My favorite writer is Clark Ashton Smith, so I’d love to find one more story from him. He made notes for lots of stories that were never written. It would be great if a finished manuscript of “The Doom of Azederac” or “The Oracle of Sadoqua” actually turned up!
Among the latest DMR books is J. Christopher Tarpey’s The Godblade. Known as Jason Tarpey, singer and lyricist of epic metallers Eternal Champion, the book explores the wider story behind the lyrics of Eternal Champion’s songs like “I am the Hammer” from their debut album but also songs from the new album, such as “Ravening Iron” and “Banners of Arhai”. All these tracks are part of one story, a story of “cold steel against dark gods”. How long have you been talking with Jason about this book and did he present you the wider idea while he was writing it over the years, thinking that there were already parts in songs since 2016?
The Godblade is a sequel to Jason’s story in the first Swords of Steel, “Vengeance of the Insane God,” so I was already familiar with the characters and world he had created. Other than that, he didn’t give me a whole lot of details about it while he was writing it. I just trusted that he would write a compelling tale that his fans would enjoy. Jason actually mentioned it in the liner notes of the first Eternal Champion album, so he’s been working on it for quite a while. Once Ravening Iron was completed, he had the time to finish it up.
An interesting info is that Brian LeBlanc who did the beautiful cover of The Godblade was also one of the artists considered for the new Eternal Champion album Ravening Iron. In the end, Ken Kelly ended working on the cover and we’ve all seen it. How important is the visual art in sword and sorcery literature?

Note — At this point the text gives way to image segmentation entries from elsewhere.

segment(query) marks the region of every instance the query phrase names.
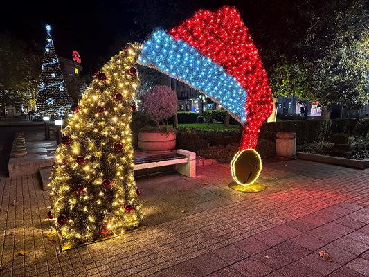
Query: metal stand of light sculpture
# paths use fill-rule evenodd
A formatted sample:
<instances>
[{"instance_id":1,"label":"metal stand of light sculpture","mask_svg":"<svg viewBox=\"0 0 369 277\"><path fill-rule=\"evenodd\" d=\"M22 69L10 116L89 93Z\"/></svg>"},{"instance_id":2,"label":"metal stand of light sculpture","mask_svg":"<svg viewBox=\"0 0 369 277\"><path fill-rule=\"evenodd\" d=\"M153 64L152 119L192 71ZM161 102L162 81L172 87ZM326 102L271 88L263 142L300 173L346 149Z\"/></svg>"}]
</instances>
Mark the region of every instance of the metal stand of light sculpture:
<instances>
[{"instance_id":1,"label":"metal stand of light sculpture","mask_svg":"<svg viewBox=\"0 0 369 277\"><path fill-rule=\"evenodd\" d=\"M244 125L231 187L263 189L252 186L262 169L258 134L273 105L265 70L235 8L200 10L169 32L154 31L142 46L129 44L72 109L49 184L48 217L56 220L62 250L119 235L143 220L129 126L136 63L200 90Z\"/></svg>"},{"instance_id":2,"label":"metal stand of light sculpture","mask_svg":"<svg viewBox=\"0 0 369 277\"><path fill-rule=\"evenodd\" d=\"M229 186L264 190L255 184L262 170L255 148L273 100L258 50L237 10L199 10L168 32L155 30L143 44L138 63L208 95L244 125L240 150L231 165L235 182Z\"/></svg>"}]
</instances>

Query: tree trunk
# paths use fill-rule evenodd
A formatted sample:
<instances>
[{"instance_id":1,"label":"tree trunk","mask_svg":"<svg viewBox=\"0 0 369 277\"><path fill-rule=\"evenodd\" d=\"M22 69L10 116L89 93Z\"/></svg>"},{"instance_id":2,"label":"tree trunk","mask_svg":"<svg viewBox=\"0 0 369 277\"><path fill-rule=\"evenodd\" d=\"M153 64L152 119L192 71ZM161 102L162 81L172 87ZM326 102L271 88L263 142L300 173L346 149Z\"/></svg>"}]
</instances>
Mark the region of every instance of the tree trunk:
<instances>
[{"instance_id":1,"label":"tree trunk","mask_svg":"<svg viewBox=\"0 0 369 277\"><path fill-rule=\"evenodd\" d=\"M173 89L177 93L177 91L176 91L176 87L177 87L176 86L176 80L174 78L172 78L170 76L168 76L168 78L169 78L169 87L172 89ZM177 111L174 114L174 120L173 120L173 127L174 128L177 128L178 127L178 114L177 114Z\"/></svg>"},{"instance_id":2,"label":"tree trunk","mask_svg":"<svg viewBox=\"0 0 369 277\"><path fill-rule=\"evenodd\" d=\"M229 118L230 118L229 113L227 111L226 113L226 117L224 118L224 122L223 123L223 125L224 127L229 127Z\"/></svg>"},{"instance_id":3,"label":"tree trunk","mask_svg":"<svg viewBox=\"0 0 369 277\"><path fill-rule=\"evenodd\" d=\"M330 119L330 111L324 107L322 106L322 115L321 116L321 119Z\"/></svg>"},{"instance_id":4,"label":"tree trunk","mask_svg":"<svg viewBox=\"0 0 369 277\"><path fill-rule=\"evenodd\" d=\"M271 114L268 118L268 122L276 122L277 120L277 107L278 103L277 102L277 98L273 98L273 111Z\"/></svg>"}]
</instances>

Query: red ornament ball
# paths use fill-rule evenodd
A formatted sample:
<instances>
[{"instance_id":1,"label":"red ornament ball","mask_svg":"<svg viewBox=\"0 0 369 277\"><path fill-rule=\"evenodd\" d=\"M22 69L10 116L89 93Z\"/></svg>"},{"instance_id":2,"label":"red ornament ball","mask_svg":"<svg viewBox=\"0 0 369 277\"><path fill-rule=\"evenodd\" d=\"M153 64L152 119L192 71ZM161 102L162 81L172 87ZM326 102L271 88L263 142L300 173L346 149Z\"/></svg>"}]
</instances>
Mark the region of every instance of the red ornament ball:
<instances>
[{"instance_id":1,"label":"red ornament ball","mask_svg":"<svg viewBox=\"0 0 369 277\"><path fill-rule=\"evenodd\" d=\"M122 102L123 100L123 95L122 93L116 93L114 96L114 99L118 102Z\"/></svg>"},{"instance_id":2,"label":"red ornament ball","mask_svg":"<svg viewBox=\"0 0 369 277\"><path fill-rule=\"evenodd\" d=\"M73 190L76 193L84 193L84 186L81 185L80 184L77 184L76 185L74 185Z\"/></svg>"},{"instance_id":3,"label":"red ornament ball","mask_svg":"<svg viewBox=\"0 0 369 277\"><path fill-rule=\"evenodd\" d=\"M113 181L109 178L104 179L102 180L102 185L104 186L104 188L110 188L111 186L111 184L113 183Z\"/></svg>"},{"instance_id":4,"label":"red ornament ball","mask_svg":"<svg viewBox=\"0 0 369 277\"><path fill-rule=\"evenodd\" d=\"M129 69L129 75L131 76L136 76L137 75L137 69L136 69L136 67L132 66Z\"/></svg>"},{"instance_id":5,"label":"red ornament ball","mask_svg":"<svg viewBox=\"0 0 369 277\"><path fill-rule=\"evenodd\" d=\"M102 114L105 111L105 108L102 106L96 107L96 114Z\"/></svg>"},{"instance_id":6,"label":"red ornament ball","mask_svg":"<svg viewBox=\"0 0 369 277\"><path fill-rule=\"evenodd\" d=\"M69 144L71 144L72 143L72 139L71 137L68 136L64 136L62 138L62 143L63 143L65 145L68 145Z\"/></svg>"},{"instance_id":7,"label":"red ornament ball","mask_svg":"<svg viewBox=\"0 0 369 277\"><path fill-rule=\"evenodd\" d=\"M133 209L133 205L132 204L125 204L125 210L126 213L131 213Z\"/></svg>"},{"instance_id":8,"label":"red ornament ball","mask_svg":"<svg viewBox=\"0 0 369 277\"><path fill-rule=\"evenodd\" d=\"M68 217L65 215L60 215L57 217L57 224L59 225L64 225L68 221Z\"/></svg>"},{"instance_id":9,"label":"red ornament ball","mask_svg":"<svg viewBox=\"0 0 369 277\"><path fill-rule=\"evenodd\" d=\"M100 82L105 82L107 80L107 75L102 72L100 72L98 74L98 79Z\"/></svg>"},{"instance_id":10,"label":"red ornament ball","mask_svg":"<svg viewBox=\"0 0 369 277\"><path fill-rule=\"evenodd\" d=\"M114 143L114 150L120 152L123 150L123 144L122 143Z\"/></svg>"},{"instance_id":11,"label":"red ornament ball","mask_svg":"<svg viewBox=\"0 0 369 277\"><path fill-rule=\"evenodd\" d=\"M75 114L77 114L81 110L81 107L78 104L72 105L72 111Z\"/></svg>"},{"instance_id":12,"label":"red ornament ball","mask_svg":"<svg viewBox=\"0 0 369 277\"><path fill-rule=\"evenodd\" d=\"M102 224L99 228L99 233L102 235L105 235L109 232L109 226L107 224Z\"/></svg>"},{"instance_id":13,"label":"red ornament ball","mask_svg":"<svg viewBox=\"0 0 369 277\"><path fill-rule=\"evenodd\" d=\"M49 211L47 212L47 218L52 219L53 218L53 214L51 213L51 211Z\"/></svg>"},{"instance_id":14,"label":"red ornament ball","mask_svg":"<svg viewBox=\"0 0 369 277\"><path fill-rule=\"evenodd\" d=\"M86 158L83 156L78 156L77 158L75 158L75 161L80 166L86 163Z\"/></svg>"}]
</instances>

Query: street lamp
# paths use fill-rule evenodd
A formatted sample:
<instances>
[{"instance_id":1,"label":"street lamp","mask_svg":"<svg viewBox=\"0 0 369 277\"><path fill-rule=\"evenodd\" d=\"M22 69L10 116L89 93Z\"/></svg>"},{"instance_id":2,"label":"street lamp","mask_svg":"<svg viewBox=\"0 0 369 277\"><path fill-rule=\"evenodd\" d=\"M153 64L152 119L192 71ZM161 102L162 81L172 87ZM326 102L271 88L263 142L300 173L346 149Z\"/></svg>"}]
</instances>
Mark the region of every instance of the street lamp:
<instances>
[{"instance_id":1,"label":"street lamp","mask_svg":"<svg viewBox=\"0 0 369 277\"><path fill-rule=\"evenodd\" d=\"M62 142L62 126L63 125L62 119L55 120L56 127L56 146L57 147Z\"/></svg>"},{"instance_id":2,"label":"street lamp","mask_svg":"<svg viewBox=\"0 0 369 277\"><path fill-rule=\"evenodd\" d=\"M45 140L50 139L50 116L44 116L42 120L45 123Z\"/></svg>"}]
</instances>

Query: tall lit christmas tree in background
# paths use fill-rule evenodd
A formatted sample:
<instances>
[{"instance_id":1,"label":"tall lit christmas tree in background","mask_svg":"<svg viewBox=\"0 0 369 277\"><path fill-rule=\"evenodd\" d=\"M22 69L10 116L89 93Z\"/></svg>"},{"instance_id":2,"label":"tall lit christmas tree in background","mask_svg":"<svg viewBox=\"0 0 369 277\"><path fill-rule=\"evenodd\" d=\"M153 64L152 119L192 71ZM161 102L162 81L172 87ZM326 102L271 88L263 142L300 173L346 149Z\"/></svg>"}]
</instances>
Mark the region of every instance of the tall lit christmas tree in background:
<instances>
[{"instance_id":1,"label":"tall lit christmas tree in background","mask_svg":"<svg viewBox=\"0 0 369 277\"><path fill-rule=\"evenodd\" d=\"M50 34L51 29L50 25L46 25L46 45L36 98L35 116L39 120L42 116L50 116L52 119L65 117L71 111L71 98Z\"/></svg>"},{"instance_id":2,"label":"tall lit christmas tree in background","mask_svg":"<svg viewBox=\"0 0 369 277\"><path fill-rule=\"evenodd\" d=\"M142 220L129 127L140 50L129 44L96 73L63 129L48 215L57 220L63 249L120 234Z\"/></svg>"}]
</instances>

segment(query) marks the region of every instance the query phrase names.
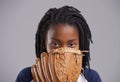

It’s very important. The artwork sets the tone and lets the reader know what to expect. Plus, a well-done piece of art always attracts attention. I’m sure we’ve all picked up a book or album while browsing at the store because the cover jumped out at us.
A story can influence or guide an artist to create a painting but do you believe that a painting can influence a writer to come up with a full story?
Yes, an evocative painting can definitely fire up the imagination. Lord Dunsany wrote several stories based on work by the artist Sidney Sime, and I believe the US band Legend would come up with ideas for lyrics by viewing Frank Frazetta’s artwork. So there’s definitely a precedence for that.
You also published your own book, Necromancy in Nilztiria. Can you share a few words about it?
Necromancy in Nilztiria is a collection of thirteen stories I wrote over the past few years. When I started DMR Books, I hadn’t planned on becoming an author myself, but after editing and analyzing so many stories, I gained a better understanding of plotting, pacing, story structure, and things like that. My stories more or less fall under the category of sword-and-sorcery, but with the emphasis on the sorcery part of the equation. I have a dark sense of humor, so that’s injected into the tales as well. People have complimented me on being able to add humorous parts to a serious tale without turning it into a farce.